Proposal for BiDi in terminal emulators

Richard Wordingham via Unicode unicode at unicode.org
Sat Feb 2 14:57:01 CST 2019


On Sat, 2 Feb 2019 12:54:16 +0100
Egmont Koblinger via Unicode <unicode at unicode.org> wrote:

> Hi Richard,
> 
> > > Are they okay to be present in visual order (the terminal's
> > > explicit mode, what we're discussing now) too?  
> >
> > Where do you define the order for explicit mode?  
> 
> In explicit mode, the application (Emacs, Vim, whatever) reorders the
> characters, and passes visual order (left to right) to the terminal
> emulator. The terminal emulator preserves this visual order, doesn't
> reshuffle anything.

Seriously, you need to give a definition of 'visual order' for this
context.  Not everyone shares your chiralist view.
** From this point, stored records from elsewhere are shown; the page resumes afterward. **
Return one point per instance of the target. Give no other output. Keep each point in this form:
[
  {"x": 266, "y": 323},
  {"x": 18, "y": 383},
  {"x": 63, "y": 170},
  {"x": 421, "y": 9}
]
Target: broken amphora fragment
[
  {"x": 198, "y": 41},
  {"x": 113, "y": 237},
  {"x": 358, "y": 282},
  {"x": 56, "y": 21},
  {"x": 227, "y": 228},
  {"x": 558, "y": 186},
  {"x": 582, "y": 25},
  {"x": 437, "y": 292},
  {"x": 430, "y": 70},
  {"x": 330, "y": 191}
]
> How to handle ZW(N)J in visual order? What's the desired way? Is it
> specified anywhere? As far as I know, they specify the relation
> between two adjacent characters of the logical order, which might not
> even become adjacent in the visual. Should they always "stick" to the
> preceding character, for example?

> The Unicode BiDi algorithm doesn't seem to make a difference between
> base letters and combining accents for reordering. So, given in an RTL
> text a base letter + a combining accent, the BiDi algorithm gives the
> visual LTR order of the combining accent first (on the left), followed
> by the base letter. This order is not okay for terminal emulators.
> Combining accents have to be reordered in the output of the Unicode
> BiDi algorithm, so that they come after the base letter even in the
> visual LTR order. This is e.g. what FriBidi does by default, due to
> the REORDER_NSM flag.

> Presumably it doesn't just reorder non-spacing combining accents, but
> also ZW(N)J and alike symbols too, which already smells pretty
> problematic, doesn't it? Or is this what you need there, too?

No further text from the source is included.